19. April 2008 - 2:34 / Ausstellung / Archiv 
2. April 2008 24. April 2008

Satte, mit Moos und Farnkraut bewachsene Waldböden im Sommer, braunes verfallenes Blattwerk umgeben von kahlem Gestrüpp im Winter: Jedes einzelne Detail in den Fotos von Margit Santer scheint real zu sein. Doch offenbart die Künstlerin keine – auf den ersten Blick – eindeutig definierbare Orte, sondern vielmehr Ausschnitte von Naturprägungen, die unendlich viele Interpretationsvariablen zulassen. Santner selbst und ihr persönlicher Bezug zum abgelichteten Ort spielen hierbei kaum eine Rolle. Die BetrachterInnen werden zu Akteuren des Schauraums.

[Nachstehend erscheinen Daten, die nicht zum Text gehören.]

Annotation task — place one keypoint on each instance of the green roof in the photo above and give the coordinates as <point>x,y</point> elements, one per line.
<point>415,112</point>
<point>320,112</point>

Durch den reinen Anblick der Fotografien werden Imaginationen im Kopf ausgelöst, welche intime Szenarien ohne Drehbuch in den Köpfen abspielen und es somit vermögen, Gesehenes für einen winzigen Augenblick in die visuelle Gegenwart zurück zu holen. Die Koexistenz unterschiedlichster Arten lassen den Wald zum erweiterten Möglichkeitsraum werden. Dabei geht es der Fotografin keineswegs darum, einen idealisierten Blick auf das Motiv sichtbar zu machen, wie etwa klassische und traditionelle Assoziationen aus Bildender Kunst und Literatur.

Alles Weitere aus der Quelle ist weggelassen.